Still, our social workers, continue to be faced with troubled clients, with couples whose relationships are on the brink of disaster, with adolescents who are alienated and unhappy, and with persons of all ages suffering from anxiety and depression.
Now, television is turning to mental health professionals to talk about how to identify and treat children who are violent and perhaps homicidal. Many professionals -- social workers, marriage and family counselors, psychologists and psychiatrists -- at JFS and elsewhere have been marching through the minefields of human emotions these past decades, brave and well-trained soldiers in ever-diminishing ranks in a poorly financed war against mental illness. Our job is to help people to learn better ways to cope. And we know that even the healthiest among us sometimes need professional help.
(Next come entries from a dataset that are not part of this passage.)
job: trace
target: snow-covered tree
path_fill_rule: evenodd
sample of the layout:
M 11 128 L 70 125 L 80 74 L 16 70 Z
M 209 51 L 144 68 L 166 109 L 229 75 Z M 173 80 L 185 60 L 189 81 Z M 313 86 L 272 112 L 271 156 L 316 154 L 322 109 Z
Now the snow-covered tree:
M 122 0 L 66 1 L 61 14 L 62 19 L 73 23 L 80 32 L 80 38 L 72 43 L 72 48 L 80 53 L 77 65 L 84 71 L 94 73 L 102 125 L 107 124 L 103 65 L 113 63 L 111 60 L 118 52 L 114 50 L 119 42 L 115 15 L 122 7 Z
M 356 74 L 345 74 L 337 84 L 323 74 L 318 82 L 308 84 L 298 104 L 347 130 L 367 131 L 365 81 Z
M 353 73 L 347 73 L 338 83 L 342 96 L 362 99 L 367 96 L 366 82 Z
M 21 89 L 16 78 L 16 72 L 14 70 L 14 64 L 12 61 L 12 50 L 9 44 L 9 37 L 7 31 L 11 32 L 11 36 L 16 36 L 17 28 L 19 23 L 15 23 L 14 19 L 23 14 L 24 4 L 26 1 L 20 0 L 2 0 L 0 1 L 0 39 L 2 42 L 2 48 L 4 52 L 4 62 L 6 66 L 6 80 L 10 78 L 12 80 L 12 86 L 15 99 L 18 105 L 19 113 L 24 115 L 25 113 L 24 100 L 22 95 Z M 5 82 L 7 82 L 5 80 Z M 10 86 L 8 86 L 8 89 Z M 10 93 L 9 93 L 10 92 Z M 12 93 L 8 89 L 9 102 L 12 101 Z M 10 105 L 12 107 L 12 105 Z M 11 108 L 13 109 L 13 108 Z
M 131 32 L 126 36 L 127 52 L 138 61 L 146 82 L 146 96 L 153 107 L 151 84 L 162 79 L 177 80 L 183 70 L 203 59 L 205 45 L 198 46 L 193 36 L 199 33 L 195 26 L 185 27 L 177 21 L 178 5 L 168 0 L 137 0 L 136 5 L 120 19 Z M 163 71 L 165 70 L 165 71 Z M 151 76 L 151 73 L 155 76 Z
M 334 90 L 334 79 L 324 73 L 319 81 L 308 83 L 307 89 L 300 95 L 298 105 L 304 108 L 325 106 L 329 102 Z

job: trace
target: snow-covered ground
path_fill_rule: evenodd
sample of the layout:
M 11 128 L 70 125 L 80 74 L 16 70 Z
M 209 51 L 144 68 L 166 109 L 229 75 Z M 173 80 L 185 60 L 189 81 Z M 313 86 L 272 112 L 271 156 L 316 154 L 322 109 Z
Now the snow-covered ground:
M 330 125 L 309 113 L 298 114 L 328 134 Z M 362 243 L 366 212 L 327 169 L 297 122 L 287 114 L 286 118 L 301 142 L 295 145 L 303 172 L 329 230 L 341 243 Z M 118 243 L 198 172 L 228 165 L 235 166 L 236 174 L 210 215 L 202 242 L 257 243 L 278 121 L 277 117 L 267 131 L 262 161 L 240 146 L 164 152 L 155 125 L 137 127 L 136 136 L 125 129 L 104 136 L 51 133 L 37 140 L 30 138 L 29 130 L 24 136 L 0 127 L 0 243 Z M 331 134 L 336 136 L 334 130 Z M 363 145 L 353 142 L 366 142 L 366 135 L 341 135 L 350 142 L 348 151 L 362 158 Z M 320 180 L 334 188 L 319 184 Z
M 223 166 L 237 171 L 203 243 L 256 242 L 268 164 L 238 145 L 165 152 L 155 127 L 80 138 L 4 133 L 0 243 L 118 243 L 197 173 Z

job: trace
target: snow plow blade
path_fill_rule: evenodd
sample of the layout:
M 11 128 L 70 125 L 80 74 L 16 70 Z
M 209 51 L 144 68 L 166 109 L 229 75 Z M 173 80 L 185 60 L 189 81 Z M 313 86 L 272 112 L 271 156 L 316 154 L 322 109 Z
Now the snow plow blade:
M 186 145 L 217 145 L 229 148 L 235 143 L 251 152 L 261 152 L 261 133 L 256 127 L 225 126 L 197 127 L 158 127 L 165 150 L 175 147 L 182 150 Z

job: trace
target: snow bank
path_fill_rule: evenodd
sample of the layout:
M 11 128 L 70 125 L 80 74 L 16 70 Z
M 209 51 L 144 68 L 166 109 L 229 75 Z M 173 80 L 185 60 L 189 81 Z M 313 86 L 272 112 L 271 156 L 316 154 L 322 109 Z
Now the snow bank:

With young people, our job is often to help them learn how to deal with their feelings -sometimes feelings of rage and alienation - and to help them learn new ways of communicating with their peers and their parents. We know that the earlier we start, the stronger the chance of success. That's what preventive mental health is about. But at whatever stage a professional is able to have an impact, we are convinced there is still hope for change. The questions are often varied: How do you deal with a difficult child? How do you know if your child is exhibiting dangerous signs? These are the behaviors that JFS and other mental health professionals are trained to analyze. That is why, when a crisis occurs, these experts are called in to debrief and then asked to stay longer to help develop systems that can withstand the next crisis.
Now that communities across the nation are outraged and frightened, can we hope that new resources will be targeted to fight for better mental health in all of our neighborhoods? Will we recognize that prevention, both in the Jewish and larger community, is so much better and less costly than responding to the next crisis after it occurs?